Cette écologiste de la University of Toronto a démarré ses recherches en se penchant sur la nature des plastiques au milieu de l’océan. Elle s’est alors aperçue que la plupart d’entre eux étaient des microplastiques.
« On retrouve des microplastiques dans presque tous les écosystèmes, et des centaines d’espèces en ingèrent. Je m’intéresse à la façon dont ils gagnent ces milieux parfois éloignés et à leurs conséquences sur les êtres vivants. »
Écologiste avant l’heure, Mme Rochman a commencé à s’intéresser aux déchets et à leurs dangers dès son enfance. « J’étais celle qui se portait volontaire pour les programmes de recyclage et qui allait ramasser les déchets. C’était déjà une passion, » se souvient-elle.
Alors qu’elle était étudiante au premier cycle, elle a pu approfondir ses connaissances sur l’écologie marine dans le cadre d’une expérience d’études en Australie. Elle explique : « En 2006, nous avons appris l’existence d’une zone de déchets flottants au milieu de l’océan. À l’époque, il existait très peu de données scientifiques sur le sujet.
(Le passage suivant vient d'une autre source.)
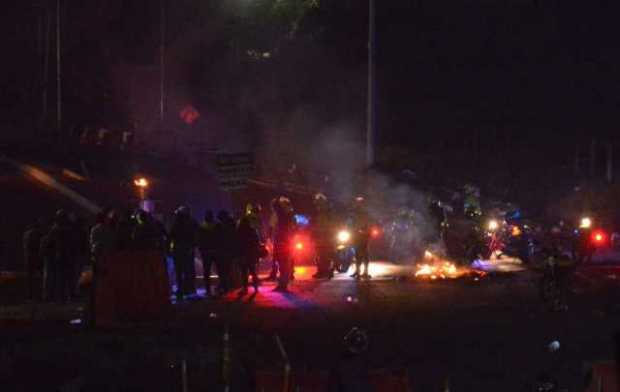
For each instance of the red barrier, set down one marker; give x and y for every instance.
(270, 381)
(132, 286)
(311, 381)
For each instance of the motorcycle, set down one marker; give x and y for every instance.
(345, 251)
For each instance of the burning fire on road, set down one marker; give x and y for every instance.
(437, 268)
J’ai donc décidé d’obtenir un doctorat pour travailler sur cette question et, depuis, je n’ai jamais quitté le milieu universitaire. »
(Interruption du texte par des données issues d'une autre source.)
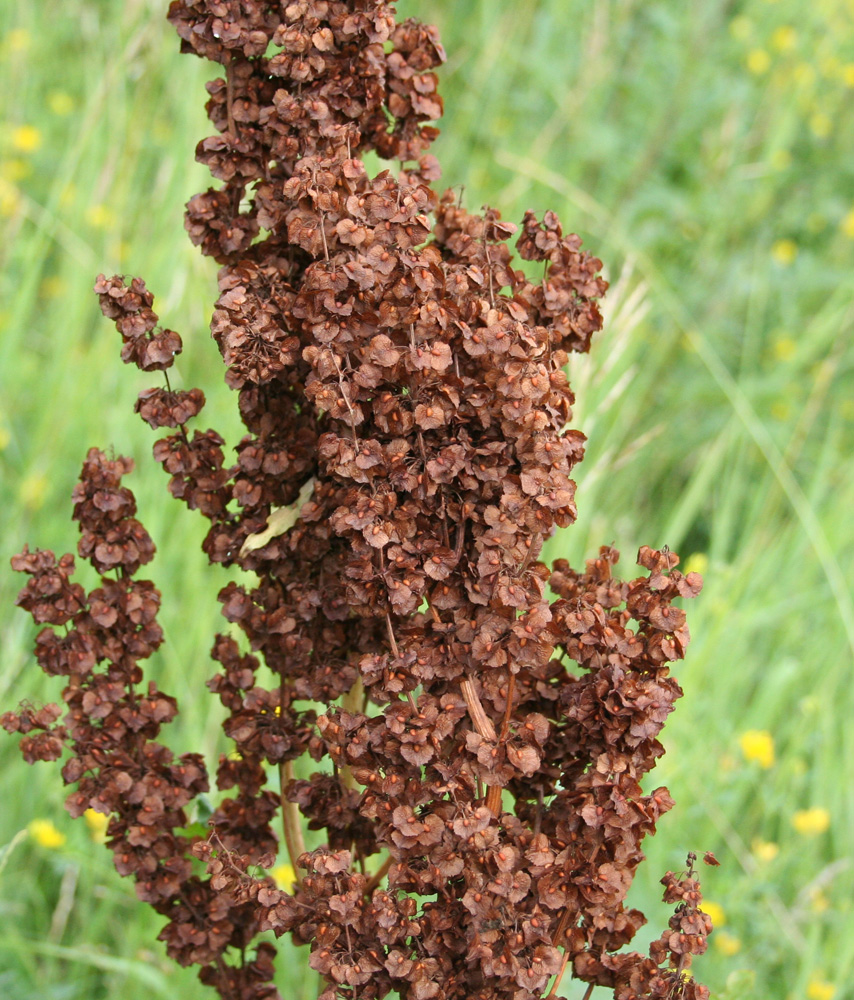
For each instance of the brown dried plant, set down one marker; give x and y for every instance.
(479, 747)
Dans les années à venir, elle compte poursuivre ses travaux de recherche sur les répercussions de la pollution par les plastiques sur les écosystèmes et la relation de cette pollution avec d’autres facteurs de stress, tels que le changement climatique.
Sa bourse de recherche Sloan lui permettra de mener une partie de ses travaux dans les réserves d’eau douce de la Région des lacs expérimentaux, située au nord de l’Ontario. Dans cet espace de recherche, Mme Rochman sera en mesure d’examiner l’écosystème dans son ensemble.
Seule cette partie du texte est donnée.